Rohan

Hace mucho tiempo, las llanuras verdes fueron gobernadas por un rey debilitado de nombre Théoden. Durante la Guerra del Anillo, los brazos de los orcos y de los dunlendinos azotaron su hermosa tierra, llamada Rohan. El rey, que progresivamente había ido asumiendo una dependencia creciente a su consejero Grima, dejó de prestar atención a estos asuntos. Hombres valerosos morían en defensa de sus familias, comitivas labriegas buscaban refugio tras verse obligadas a abandonar sus hogares al fuego y a la muerte. Pero Théoden, tras años sometido a diversos venenos suministrados por Grima y al pernicioso efecto de sus palabras, era incapaz de hacer nada.

Las pretensiones de Grima eran evidentes: en un momento dado se acercó a la sobrina de Théoden, Éowyn, con intenciones deshonestas; en otro, desterró al heredero al trono; y así. Tras una escalera de artimañas logró eliminar todos los obstáculos que se interponían entre Saruman y la conquista de Rohan. Para los no entendidos, Saruman era un mago que se rindió al mal.

La historia es más compleja que todo esto, pero la escena es clara. Tenemos un monarca de noble linaje, porte regio y justo cometido que abandona a su pueblo a las hogueras de la guerra. Junto a él, un agente doble: Grima, el consejero, que el único consejo que ofrece es EL que encamina el reino a la sumisión y a la ruina. Tras él, la sombra de un poderoso hechicero y político que juega en las dos esferas: espolea los peones en el tablero mientras conspira tirando de los hilos del peligroso juego de tronos. Y, como muchos años después dijo George R. R. Martin, cuando juegas al juego de tronos, o ganas o mueres.

Por suerte, Gandalf el Blanco devolvió la luz de la razón a Théoden. Grima corrió cual rata a esconderse bajo los faldones de Saruman, mientras que el rey recuperó el buen juicio. Con vigor, llevó a su pueblo hasta la victoria.

Él solo no lo hubiera conseguido. Fue necesaria la presencia de varios héroes extranjeros para disipar la maldición. Héroes de pueblos hermanados, como Aragorn, heredero al trono de Gondor. Tanto Aragorn como Gandalf, sin olvidarnos de Legolas y de Gimli, encarnan La Virtud. La obra completa de Tolkien lo hace.

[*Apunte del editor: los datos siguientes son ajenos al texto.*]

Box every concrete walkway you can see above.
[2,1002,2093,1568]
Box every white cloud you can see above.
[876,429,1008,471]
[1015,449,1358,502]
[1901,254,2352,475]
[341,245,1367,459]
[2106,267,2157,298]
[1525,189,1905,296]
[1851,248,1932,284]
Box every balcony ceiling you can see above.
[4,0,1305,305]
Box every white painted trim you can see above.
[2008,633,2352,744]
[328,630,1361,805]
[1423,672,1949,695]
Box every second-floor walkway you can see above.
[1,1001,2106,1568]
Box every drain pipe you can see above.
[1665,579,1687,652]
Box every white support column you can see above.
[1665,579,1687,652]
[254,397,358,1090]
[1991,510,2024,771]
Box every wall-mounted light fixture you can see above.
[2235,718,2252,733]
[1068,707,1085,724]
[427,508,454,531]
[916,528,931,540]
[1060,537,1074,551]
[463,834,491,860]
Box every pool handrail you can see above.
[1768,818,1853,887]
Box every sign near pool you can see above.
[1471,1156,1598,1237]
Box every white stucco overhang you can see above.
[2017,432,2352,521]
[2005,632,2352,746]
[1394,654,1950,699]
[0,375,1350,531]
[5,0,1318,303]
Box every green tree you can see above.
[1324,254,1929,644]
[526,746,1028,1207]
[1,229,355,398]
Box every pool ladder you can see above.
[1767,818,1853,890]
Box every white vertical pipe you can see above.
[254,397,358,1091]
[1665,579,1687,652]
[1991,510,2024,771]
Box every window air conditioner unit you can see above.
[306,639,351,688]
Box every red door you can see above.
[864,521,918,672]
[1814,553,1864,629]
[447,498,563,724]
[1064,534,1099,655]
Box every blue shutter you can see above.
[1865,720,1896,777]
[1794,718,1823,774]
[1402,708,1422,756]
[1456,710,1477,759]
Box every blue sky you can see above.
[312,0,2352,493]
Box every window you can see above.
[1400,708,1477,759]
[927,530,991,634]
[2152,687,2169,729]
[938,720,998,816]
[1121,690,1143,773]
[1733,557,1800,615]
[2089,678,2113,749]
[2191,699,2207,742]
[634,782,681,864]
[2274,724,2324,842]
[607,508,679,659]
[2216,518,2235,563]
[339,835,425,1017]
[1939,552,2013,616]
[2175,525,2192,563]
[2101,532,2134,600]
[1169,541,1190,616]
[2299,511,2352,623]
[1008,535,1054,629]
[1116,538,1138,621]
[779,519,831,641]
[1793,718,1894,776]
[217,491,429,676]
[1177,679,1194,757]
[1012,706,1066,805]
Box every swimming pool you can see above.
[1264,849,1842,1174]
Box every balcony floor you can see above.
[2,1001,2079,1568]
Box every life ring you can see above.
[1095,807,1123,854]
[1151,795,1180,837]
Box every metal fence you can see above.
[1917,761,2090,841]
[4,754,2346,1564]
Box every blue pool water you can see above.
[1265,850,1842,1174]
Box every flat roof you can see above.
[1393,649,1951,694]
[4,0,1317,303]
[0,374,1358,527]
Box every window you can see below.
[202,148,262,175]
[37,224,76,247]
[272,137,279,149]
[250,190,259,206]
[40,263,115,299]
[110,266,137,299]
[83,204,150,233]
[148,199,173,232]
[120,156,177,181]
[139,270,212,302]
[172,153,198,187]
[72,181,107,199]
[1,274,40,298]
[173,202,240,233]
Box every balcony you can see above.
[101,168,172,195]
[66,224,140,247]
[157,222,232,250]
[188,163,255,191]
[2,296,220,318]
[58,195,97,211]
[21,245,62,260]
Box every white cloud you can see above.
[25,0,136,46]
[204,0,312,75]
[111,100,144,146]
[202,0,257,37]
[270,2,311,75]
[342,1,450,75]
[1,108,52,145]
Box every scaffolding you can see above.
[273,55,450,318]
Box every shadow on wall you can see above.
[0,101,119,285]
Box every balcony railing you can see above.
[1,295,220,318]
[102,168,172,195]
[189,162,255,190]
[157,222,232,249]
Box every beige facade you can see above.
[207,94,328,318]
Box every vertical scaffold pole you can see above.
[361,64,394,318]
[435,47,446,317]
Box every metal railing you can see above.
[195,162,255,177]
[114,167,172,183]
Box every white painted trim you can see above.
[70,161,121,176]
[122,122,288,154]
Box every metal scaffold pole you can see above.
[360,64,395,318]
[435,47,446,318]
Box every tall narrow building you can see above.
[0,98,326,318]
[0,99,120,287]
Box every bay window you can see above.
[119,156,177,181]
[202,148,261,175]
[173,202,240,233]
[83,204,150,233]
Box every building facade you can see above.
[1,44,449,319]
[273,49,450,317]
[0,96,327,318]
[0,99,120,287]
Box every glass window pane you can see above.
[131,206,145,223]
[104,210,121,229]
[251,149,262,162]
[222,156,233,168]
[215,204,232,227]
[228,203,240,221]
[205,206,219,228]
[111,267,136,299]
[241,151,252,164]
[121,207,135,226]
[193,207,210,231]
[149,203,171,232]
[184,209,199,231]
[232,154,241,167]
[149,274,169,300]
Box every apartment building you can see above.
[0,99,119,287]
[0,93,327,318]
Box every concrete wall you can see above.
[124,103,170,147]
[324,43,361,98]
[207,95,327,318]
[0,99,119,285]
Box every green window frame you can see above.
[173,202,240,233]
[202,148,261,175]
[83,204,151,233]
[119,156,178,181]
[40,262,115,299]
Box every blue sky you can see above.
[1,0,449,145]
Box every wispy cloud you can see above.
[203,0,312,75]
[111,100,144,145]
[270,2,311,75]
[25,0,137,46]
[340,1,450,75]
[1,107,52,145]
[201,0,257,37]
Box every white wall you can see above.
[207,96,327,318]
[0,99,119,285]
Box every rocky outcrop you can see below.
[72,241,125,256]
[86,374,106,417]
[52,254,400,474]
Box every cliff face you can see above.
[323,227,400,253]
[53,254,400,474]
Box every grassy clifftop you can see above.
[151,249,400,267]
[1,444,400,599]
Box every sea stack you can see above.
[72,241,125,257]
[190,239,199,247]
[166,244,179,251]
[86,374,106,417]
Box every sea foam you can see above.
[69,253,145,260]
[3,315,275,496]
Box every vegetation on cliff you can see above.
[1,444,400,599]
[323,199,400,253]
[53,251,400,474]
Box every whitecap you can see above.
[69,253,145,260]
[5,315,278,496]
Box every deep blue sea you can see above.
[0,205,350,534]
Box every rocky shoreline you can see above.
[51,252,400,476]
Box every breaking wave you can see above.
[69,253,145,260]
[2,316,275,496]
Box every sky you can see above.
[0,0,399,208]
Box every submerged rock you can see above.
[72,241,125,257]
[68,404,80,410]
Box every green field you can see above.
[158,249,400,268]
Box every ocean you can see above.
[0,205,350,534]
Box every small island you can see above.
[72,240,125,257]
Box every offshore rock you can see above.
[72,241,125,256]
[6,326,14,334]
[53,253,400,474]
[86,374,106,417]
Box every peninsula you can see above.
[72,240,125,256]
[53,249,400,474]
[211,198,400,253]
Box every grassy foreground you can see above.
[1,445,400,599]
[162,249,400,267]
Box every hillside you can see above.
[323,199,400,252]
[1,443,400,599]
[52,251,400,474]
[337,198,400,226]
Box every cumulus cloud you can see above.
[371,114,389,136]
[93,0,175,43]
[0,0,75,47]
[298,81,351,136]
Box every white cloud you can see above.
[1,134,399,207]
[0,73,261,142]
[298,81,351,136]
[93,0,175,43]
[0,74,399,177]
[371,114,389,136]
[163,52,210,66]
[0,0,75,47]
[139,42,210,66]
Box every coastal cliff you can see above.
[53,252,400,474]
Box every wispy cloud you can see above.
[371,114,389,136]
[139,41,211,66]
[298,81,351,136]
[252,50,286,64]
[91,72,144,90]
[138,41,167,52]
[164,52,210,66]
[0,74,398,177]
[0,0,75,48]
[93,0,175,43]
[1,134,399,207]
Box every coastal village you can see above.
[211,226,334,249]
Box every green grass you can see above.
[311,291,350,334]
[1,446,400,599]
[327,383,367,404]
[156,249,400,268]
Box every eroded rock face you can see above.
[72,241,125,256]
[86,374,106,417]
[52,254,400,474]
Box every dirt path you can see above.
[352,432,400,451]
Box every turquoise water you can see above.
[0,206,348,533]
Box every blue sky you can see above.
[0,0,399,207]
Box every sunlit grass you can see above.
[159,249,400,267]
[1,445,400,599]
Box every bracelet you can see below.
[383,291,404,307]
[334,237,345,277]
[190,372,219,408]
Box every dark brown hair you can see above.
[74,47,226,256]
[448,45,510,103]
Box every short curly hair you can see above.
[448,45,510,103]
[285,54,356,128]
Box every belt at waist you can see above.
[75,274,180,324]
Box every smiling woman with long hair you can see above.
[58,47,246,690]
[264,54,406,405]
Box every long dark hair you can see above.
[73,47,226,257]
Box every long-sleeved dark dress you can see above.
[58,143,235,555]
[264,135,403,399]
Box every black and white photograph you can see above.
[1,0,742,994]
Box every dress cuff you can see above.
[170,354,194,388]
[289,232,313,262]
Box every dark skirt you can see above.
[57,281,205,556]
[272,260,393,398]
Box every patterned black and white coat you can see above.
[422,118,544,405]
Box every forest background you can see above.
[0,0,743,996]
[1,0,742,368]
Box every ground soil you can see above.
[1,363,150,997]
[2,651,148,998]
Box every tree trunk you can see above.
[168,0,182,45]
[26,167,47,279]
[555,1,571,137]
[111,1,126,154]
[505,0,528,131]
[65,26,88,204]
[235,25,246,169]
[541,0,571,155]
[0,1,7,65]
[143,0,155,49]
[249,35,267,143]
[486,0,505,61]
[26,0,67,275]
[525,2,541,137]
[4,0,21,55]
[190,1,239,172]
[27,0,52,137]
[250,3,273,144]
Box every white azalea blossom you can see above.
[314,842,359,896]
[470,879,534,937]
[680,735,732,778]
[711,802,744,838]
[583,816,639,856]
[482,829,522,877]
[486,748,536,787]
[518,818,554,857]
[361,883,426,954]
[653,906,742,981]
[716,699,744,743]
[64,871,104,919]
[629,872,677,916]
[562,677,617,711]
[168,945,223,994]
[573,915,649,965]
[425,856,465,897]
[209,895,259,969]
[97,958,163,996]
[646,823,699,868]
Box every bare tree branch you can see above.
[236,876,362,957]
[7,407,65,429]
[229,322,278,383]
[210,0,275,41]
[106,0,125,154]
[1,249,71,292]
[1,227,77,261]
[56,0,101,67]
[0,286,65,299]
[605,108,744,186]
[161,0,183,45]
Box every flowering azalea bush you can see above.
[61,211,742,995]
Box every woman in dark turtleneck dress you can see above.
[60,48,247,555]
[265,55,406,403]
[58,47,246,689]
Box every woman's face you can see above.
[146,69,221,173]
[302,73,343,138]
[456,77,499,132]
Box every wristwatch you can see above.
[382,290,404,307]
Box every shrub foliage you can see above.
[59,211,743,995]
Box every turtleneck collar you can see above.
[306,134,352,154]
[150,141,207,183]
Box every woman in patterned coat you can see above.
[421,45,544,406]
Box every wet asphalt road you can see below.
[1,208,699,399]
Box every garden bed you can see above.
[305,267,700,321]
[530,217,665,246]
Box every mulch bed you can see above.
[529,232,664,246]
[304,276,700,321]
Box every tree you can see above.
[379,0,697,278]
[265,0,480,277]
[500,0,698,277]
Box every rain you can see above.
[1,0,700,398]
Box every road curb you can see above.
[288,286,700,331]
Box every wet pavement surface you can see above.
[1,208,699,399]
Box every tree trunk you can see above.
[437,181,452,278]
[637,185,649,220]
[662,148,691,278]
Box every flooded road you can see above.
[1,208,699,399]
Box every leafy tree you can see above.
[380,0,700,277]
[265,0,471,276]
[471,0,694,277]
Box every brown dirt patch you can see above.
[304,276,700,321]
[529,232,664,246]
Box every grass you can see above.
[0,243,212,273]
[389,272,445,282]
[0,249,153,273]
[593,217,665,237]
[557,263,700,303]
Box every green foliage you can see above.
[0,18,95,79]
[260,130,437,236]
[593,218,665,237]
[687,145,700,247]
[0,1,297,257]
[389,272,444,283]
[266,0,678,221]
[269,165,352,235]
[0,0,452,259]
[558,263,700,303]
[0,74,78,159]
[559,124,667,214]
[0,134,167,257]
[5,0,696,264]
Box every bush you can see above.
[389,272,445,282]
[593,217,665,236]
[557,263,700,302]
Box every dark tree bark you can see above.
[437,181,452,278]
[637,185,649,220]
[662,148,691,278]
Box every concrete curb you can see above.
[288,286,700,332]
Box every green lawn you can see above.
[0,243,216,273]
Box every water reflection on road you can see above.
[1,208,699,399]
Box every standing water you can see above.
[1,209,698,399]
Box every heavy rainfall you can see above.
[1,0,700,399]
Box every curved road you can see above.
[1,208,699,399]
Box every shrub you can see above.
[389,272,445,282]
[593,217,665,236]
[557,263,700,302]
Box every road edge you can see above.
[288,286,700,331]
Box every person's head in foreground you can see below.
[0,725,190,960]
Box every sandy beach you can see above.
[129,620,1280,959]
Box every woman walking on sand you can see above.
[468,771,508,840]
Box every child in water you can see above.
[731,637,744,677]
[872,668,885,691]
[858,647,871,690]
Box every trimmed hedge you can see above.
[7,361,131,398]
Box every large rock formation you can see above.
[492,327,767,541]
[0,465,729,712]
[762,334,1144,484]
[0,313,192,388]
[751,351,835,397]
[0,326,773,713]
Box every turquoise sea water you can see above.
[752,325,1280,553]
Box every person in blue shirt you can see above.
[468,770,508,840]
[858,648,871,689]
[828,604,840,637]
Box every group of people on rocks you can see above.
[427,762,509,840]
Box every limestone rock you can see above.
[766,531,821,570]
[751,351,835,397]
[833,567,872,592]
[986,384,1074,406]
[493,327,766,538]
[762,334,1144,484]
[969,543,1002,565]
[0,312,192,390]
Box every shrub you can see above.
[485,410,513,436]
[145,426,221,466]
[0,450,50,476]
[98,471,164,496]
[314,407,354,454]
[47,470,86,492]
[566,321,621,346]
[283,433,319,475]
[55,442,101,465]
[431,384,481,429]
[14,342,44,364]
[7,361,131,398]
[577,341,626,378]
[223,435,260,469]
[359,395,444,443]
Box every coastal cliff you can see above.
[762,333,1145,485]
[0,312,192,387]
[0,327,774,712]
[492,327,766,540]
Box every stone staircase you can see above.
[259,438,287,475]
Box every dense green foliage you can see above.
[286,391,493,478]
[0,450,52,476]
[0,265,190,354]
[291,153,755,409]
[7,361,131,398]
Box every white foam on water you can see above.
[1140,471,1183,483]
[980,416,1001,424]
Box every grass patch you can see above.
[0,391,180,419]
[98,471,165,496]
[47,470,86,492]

La fuerza reside en los corazones justos; el destino del mundo, en las manos más pequeñas.

Mientras los grandes reyes y senescales libraban históricas batallas que decidirían el destino de la Tierra Media, eran dos pequeños hobbits los que cargaban con el peso de la victoria (o de la derrota). Dos personajillos corrientes, como usted, lector, y como yo. Porque no nos engañemos; eso está muy feo. No somos grandes héroes. Lo más probable es que nuestra fotografía jamás aparezca en las crónicas de Historia. Pasaremos a formar parte de ese grueso social que sostiene el peso de una época.

Como aquellos dos hobbits.

En una semana habrá que meter la papeleta en la urna. No vengo a sentar cátedra alguna, pero sí a recordar la historia de Rohan, que estuvo a punto de desaparecer del mapa por la doble culpa del enemigo interno y del externo.